I am requesting mental health services for myself and/or my family members. Person(s) to receive services:
I understand that services may include psychiatric or psychological assessments, individual, group, art or family psychotherapy, psycho-educational services, and/or consultation.
I understand that all forms of mental health treatment in which I participate are to be performed at my own risk and without liability to the independently licensed service provider, Carrie Sandman, ATR, LMHC or the Landlord. Initial consultations are scheduled for one hour; all other sessions are forty-five (45) minutes unless otherwise agreed upon by the provider.
I understand that all information shared with my service provider will remain confidential in accordance with federal and state regulations. I understand that any information about my treatment will not be released without my written authorization, unless as otherwise specifically provided by law. I understand that records of my treatment are subject to review by the third party payer, if applicable.

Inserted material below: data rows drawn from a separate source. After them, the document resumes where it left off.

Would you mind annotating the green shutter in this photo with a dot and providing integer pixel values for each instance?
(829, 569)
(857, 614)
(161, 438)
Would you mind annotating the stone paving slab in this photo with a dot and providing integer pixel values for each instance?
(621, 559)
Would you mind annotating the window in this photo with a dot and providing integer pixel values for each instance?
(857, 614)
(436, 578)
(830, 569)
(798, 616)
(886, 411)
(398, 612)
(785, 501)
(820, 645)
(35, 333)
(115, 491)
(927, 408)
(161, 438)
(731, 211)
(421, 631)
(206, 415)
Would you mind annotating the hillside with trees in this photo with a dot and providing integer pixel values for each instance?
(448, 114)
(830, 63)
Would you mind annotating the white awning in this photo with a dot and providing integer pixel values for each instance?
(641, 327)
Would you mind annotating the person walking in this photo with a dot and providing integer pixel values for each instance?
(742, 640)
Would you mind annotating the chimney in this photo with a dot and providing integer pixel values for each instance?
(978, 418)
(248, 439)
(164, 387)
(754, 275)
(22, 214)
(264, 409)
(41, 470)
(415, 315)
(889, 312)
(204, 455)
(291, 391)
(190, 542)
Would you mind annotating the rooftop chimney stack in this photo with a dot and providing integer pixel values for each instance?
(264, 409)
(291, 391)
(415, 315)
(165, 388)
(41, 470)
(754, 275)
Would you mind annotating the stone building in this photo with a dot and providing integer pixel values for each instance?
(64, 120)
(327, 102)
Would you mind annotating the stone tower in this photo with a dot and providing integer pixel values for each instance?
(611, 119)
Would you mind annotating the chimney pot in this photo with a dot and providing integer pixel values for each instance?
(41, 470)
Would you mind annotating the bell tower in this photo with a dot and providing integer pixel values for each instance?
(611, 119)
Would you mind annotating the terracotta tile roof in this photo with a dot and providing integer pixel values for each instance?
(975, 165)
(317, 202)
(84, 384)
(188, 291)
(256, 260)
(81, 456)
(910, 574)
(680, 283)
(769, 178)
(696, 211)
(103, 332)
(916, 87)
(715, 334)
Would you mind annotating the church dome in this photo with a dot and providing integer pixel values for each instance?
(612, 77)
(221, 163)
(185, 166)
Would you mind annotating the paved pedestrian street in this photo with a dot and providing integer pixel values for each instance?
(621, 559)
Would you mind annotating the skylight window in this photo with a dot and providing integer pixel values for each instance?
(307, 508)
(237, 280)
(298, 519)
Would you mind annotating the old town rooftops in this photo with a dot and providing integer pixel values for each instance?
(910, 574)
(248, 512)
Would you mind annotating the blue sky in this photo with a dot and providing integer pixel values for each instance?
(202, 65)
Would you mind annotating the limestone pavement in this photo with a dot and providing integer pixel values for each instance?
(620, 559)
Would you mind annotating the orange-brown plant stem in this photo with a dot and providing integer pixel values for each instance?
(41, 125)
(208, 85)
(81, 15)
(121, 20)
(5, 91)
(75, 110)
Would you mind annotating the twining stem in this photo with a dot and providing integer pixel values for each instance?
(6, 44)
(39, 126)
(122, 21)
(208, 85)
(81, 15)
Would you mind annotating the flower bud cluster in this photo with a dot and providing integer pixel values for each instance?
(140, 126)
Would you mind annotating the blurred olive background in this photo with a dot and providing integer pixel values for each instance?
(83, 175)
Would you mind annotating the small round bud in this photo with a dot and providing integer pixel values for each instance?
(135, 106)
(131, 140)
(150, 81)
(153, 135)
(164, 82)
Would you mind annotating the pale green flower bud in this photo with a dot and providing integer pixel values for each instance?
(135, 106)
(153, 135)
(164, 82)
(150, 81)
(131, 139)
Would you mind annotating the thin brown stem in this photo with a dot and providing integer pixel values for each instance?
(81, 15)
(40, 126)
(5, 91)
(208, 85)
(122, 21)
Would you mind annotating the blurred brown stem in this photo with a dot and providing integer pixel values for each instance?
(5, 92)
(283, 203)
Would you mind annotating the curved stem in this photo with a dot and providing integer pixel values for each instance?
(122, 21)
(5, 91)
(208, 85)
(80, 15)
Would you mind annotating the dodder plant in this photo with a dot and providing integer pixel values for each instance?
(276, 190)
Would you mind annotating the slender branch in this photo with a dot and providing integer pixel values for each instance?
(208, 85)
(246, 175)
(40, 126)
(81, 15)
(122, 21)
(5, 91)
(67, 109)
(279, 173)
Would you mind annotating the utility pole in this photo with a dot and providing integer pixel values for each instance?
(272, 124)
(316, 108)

Appointment times will be arranged for the mutual convenience of the client and the service provider. If I am unable to keep a scheduled appointment, I agree to call and cancel within twenty-four (24) hours, or the prior business day, in advance of the appointment. I understand that I am responsible to pay for appointments that I do not cancel within twenty-four (24) hours. A cancellation fee of $75.00 will be charged for “no-show” or appointments cancelled in less than 24 hours. All fees or fee arrangements are due at the time of service.
I acknowledge that Carrie Sandman, ATR, LMHC is being hired to provide psychotherapy services, and not to be involved in legal/forensic proceedings. Should Carrie Sandman, ATR, LMHC be subpoenaed for clinical testimony, an hourly rate of $200.00 will be paid by the client.
I will retain a copy of this signed agreement for my records. By signing this instrument, I acknowledge all obligations contained herein.